In this situation, only two parties can register significant revenues from streaming: the music companies, which concentrate a large number of artists and draw royalties on hundreds of millions or even billions of plays, and huge artists like Taylor Swift, whose every song becomes an instant mega-hit with hundreds of millions of streams. And even she, apparently, records more significant income from her super-successful concert tour. Even an artist who registers decent success, say one whose songs get 10 million plays a year, will receive only $30,000 in income from the streaming services.
Apart from that, artists, as well as music companies, suffer from the “functional music” phenomenon, white noise music such as the sounds of rain, sea waves or other soothing sounds designed to help people fall asleep. This music, as far as it can be called music, is often produced by artificial intelligence tools and is gaining a significant share of hearing. On Spotify, for example, white noise podcasts accumulate up to 3 million hours of listening per day.

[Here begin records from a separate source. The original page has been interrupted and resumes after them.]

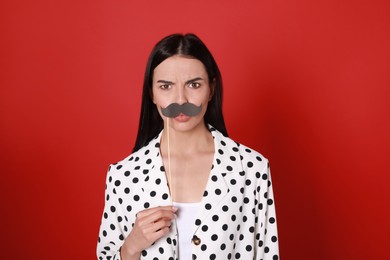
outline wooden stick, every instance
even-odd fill
[[[167,117],[168,182],[169,182],[169,191],[171,192],[171,202],[173,203],[173,183],[172,183],[172,172],[171,172],[171,144],[169,139],[169,121],[170,118]]]

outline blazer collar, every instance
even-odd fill
[[[198,212],[195,232],[201,227],[201,223],[205,219],[214,215],[219,204],[230,192],[231,180],[235,176],[231,173],[243,172],[238,149],[239,144],[223,136],[222,133],[213,127],[210,127],[210,131],[214,138],[214,160],[203,194],[202,206]]]
[[[212,169],[202,198],[202,209],[199,212],[199,217],[201,219],[212,213],[213,209],[215,209],[221,200],[229,193],[230,181],[234,177],[230,173],[243,172],[241,156],[238,149],[239,144],[232,139],[223,136],[221,132],[211,125],[209,125],[209,129],[214,139],[215,153]],[[143,167],[144,173],[145,171],[149,173],[144,175],[145,182],[151,184],[161,182],[160,187],[163,189],[161,192],[168,195],[168,199],[164,200],[164,205],[169,205],[171,203],[171,198],[160,153],[161,136],[162,131],[144,147],[145,149],[141,149],[140,152],[150,153],[150,157],[152,158],[152,163],[149,166],[145,165],[145,167]],[[140,154],[140,156],[142,155],[143,154]],[[145,185],[145,187],[142,187],[142,190],[148,192],[147,194],[153,189],[155,189],[154,185]]]

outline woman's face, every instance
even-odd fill
[[[172,103],[192,103],[202,106],[195,116],[180,114],[170,119],[170,126],[178,131],[188,131],[204,125],[204,114],[211,99],[208,75],[203,63],[197,59],[172,56],[161,62],[153,72],[152,99],[166,125],[167,118],[161,108]]]

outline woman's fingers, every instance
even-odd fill
[[[163,228],[169,228],[172,225],[172,219],[159,219],[150,225],[150,232],[157,232]]]
[[[175,218],[175,209],[172,207],[153,209],[150,211],[143,211],[137,214],[136,224],[139,226],[149,227],[150,224],[156,223],[160,220],[168,220],[169,223]],[[170,226],[170,224],[169,224]]]
[[[155,207],[140,211],[124,246],[129,252],[140,252],[169,233],[177,208]]]
[[[177,208],[174,206],[160,206],[160,207],[155,207],[155,208],[150,208],[150,209],[145,209],[137,213],[137,218],[138,217],[146,217],[148,215],[151,215],[156,212],[160,211],[168,211],[168,212],[176,212]]]

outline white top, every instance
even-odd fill
[[[173,202],[177,207],[176,225],[179,238],[179,259],[192,259],[191,240],[195,232],[195,216],[201,203]]]

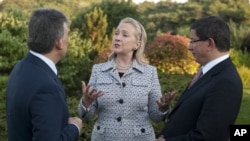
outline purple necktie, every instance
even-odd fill
[[[199,69],[199,71],[196,73],[194,78],[192,79],[191,83],[189,84],[188,88],[190,88],[199,78],[202,76],[202,69]]]

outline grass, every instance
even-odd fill
[[[244,89],[240,112],[235,124],[250,125],[250,89]]]

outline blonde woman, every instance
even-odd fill
[[[85,120],[98,119],[92,141],[153,141],[150,120],[161,121],[166,107],[154,66],[144,56],[147,35],[135,19],[124,18],[116,28],[112,53],[105,63],[93,66],[78,111]],[[157,102],[158,101],[158,104]]]

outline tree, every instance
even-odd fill
[[[193,74],[198,64],[188,51],[189,39],[184,36],[165,33],[155,38],[146,48],[151,64],[161,72],[172,74]]]
[[[90,39],[97,51],[101,51],[109,46],[110,42],[106,35],[107,16],[101,8],[94,8],[93,12],[87,13],[85,24],[86,28],[82,29],[83,37]]]
[[[9,10],[0,16],[0,74],[8,75],[27,52],[26,19],[22,11]]]

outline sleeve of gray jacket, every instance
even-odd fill
[[[98,75],[98,68],[96,67],[96,65],[94,65],[93,69],[92,69],[91,76],[90,76],[90,80],[88,83],[88,85],[90,85],[93,88],[95,88],[95,86],[96,86],[97,75]],[[85,108],[83,106],[82,99],[78,104],[79,116],[85,120],[93,119],[93,117],[95,116],[96,109],[97,109],[97,101],[94,101],[88,108]]]
[[[149,93],[149,116],[153,121],[161,121],[164,119],[164,114],[159,111],[158,104],[156,103],[162,96],[161,86],[158,79],[157,70],[155,67],[152,69],[152,86]]]

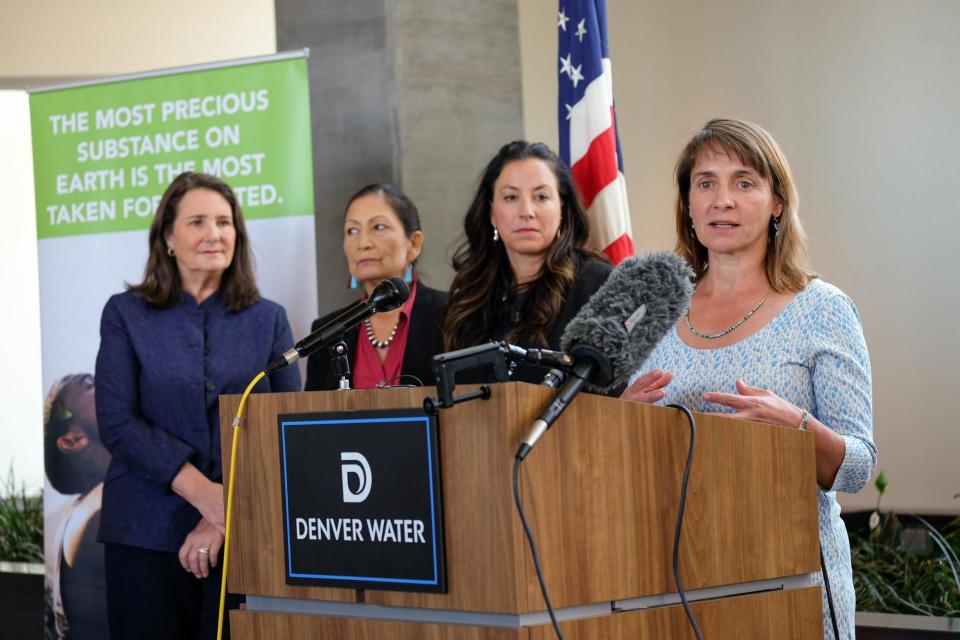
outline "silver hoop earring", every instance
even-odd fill
[[[499,241],[500,241],[500,232],[497,231],[497,228],[496,228],[496,227],[493,228],[493,241],[494,241],[494,242],[499,242]]]
[[[171,258],[173,257],[173,247],[167,247],[167,255]]]
[[[773,218],[773,235],[780,233],[780,218]]]

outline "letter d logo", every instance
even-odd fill
[[[363,502],[370,495],[370,487],[373,486],[373,474],[370,472],[370,463],[363,457],[362,453],[356,451],[344,451],[340,454],[340,477],[343,480],[343,501],[344,502]],[[353,464],[359,462],[360,464]],[[359,486],[356,491],[350,489],[350,476],[357,477]]]

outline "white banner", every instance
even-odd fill
[[[261,295],[285,307],[295,336],[309,332],[317,286],[307,61],[300,52],[44,90],[31,95],[30,108],[46,396],[46,635],[107,638],[96,542],[103,475],[90,474],[91,465],[105,472],[109,454],[98,436],[53,433],[51,425],[62,431],[71,417],[95,416],[94,394],[76,390],[95,393],[88,376],[101,311],[112,294],[143,280],[156,202],[183,170],[234,187]],[[82,422],[71,424],[91,428]]]

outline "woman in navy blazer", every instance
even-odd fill
[[[399,309],[377,313],[346,332],[350,384],[371,388],[398,384],[433,385],[430,359],[443,351],[441,322],[447,294],[418,282],[415,265],[423,248],[417,207],[390,184],[371,184],[347,203],[343,221],[343,253],[352,281],[370,295],[383,280],[402,276],[410,283],[410,299]],[[313,323],[316,330],[343,309]],[[307,391],[340,386],[326,350],[307,362]]]
[[[260,297],[237,199],[213,176],[178,176],[150,227],[143,282],[100,325],[97,420],[112,454],[103,489],[114,640],[213,638],[224,503],[218,396],[242,393],[293,343]],[[296,391],[296,367],[255,391]]]

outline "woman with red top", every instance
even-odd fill
[[[410,298],[400,308],[376,313],[345,334],[351,388],[434,384],[430,359],[443,351],[441,322],[447,294],[417,282],[415,265],[422,249],[420,214],[402,191],[378,183],[350,198],[343,220],[343,253],[352,281],[364,297],[395,276],[410,285]],[[313,329],[343,311],[320,318]],[[339,379],[329,352],[310,356],[305,390],[337,388]]]

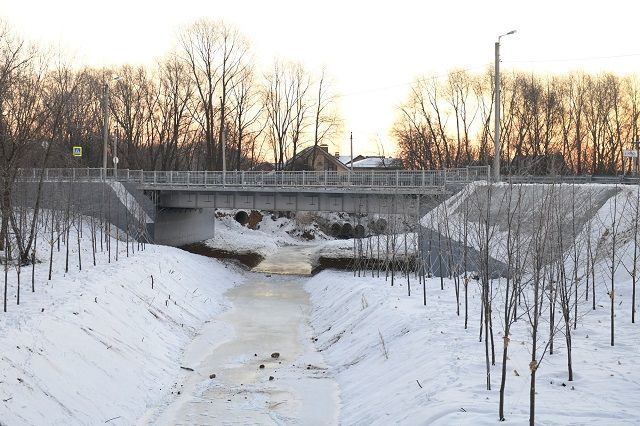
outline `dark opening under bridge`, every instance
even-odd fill
[[[40,170],[20,171],[21,182],[37,182]],[[151,200],[150,234],[157,242],[181,245],[210,238],[214,209],[335,211],[416,215],[421,203],[488,180],[489,167],[393,171],[143,171],[45,169],[49,185],[106,184],[125,199]],[[144,193],[146,197],[142,197]],[[128,208],[128,207],[126,207]]]

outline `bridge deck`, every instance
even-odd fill
[[[354,172],[142,171],[45,169],[47,182],[122,182],[152,191],[157,207],[411,213],[421,196],[439,196],[450,185],[484,180],[488,167]],[[21,170],[37,181],[39,170]]]
[[[442,170],[390,170],[354,172],[252,171],[143,171],[108,169],[46,169],[45,180],[134,183],[160,191],[328,192],[362,194],[434,194],[447,184],[488,179],[488,167]],[[38,170],[22,170],[21,180],[36,180]]]

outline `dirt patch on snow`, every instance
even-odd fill
[[[227,250],[212,248],[204,243],[187,244],[180,248],[182,250],[188,251],[189,253],[199,254],[201,256],[213,257],[215,259],[236,260],[248,268],[255,267],[264,259],[264,257],[258,253],[250,251],[231,252]]]

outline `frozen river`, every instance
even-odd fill
[[[308,259],[285,247],[225,293],[230,309],[186,349],[184,365],[194,371],[154,423],[337,424],[338,388],[312,343],[304,278],[276,275],[308,275]]]

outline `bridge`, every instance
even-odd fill
[[[143,171],[45,169],[44,180],[126,182],[145,191],[161,208],[224,208],[274,211],[405,213],[401,201],[443,195],[489,177],[488,167],[442,170],[336,171]],[[38,170],[20,180],[36,181]]]
[[[490,176],[487,166],[348,172],[108,169],[105,173],[97,168],[69,168],[43,173],[44,182],[50,185],[93,185],[87,192],[106,184],[123,205],[132,199],[140,204],[150,200],[154,210],[149,212],[150,233],[156,241],[173,245],[208,238],[213,232],[210,213],[214,209],[415,215],[421,203]],[[26,183],[39,179],[37,169],[23,169],[18,175]],[[181,225],[183,222],[188,225]]]

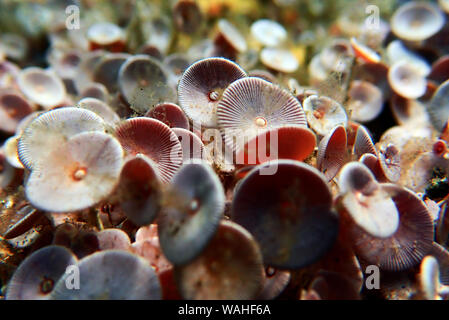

This volume of listening also hurts the income of the studios because the royalties that Spotify pays per listen are a derivative of a certain share of the subscription fee that the company collects in a certain period divided by the number of listens in that period. If a significant portion of the listening is of tracks created by AI tools, it means that there is less money for royalties for real artists.
Now the industry is trying to find a solution to this problem as well. The French streaming service Deezer recently signed an agreement with Universal Music Group (UMG), the largest music company in the world, in which the service will implement a new model defined as “artist-oriented”. Deezer will pay no royalties for functional music, while artists whose songs have been streamed at least 1,000 times per month by at least 500 listeners will receive double royalties. Songs streamed following a specific search of an artist’s name will also receive double the royalties. In the future, Deezer intends to replace the functional music with its own versions, for which royalties will not be paid. “We effectively remove the incentive to monetize any content on our platform that isn’t music created by artists and that attracts a regular and engaged listener base,” Deezer explained.
However, Universal’s involvement in this process, and the clear prioritization of renowned artists, raises the question of who exactly will be the main beneficiary of the new model.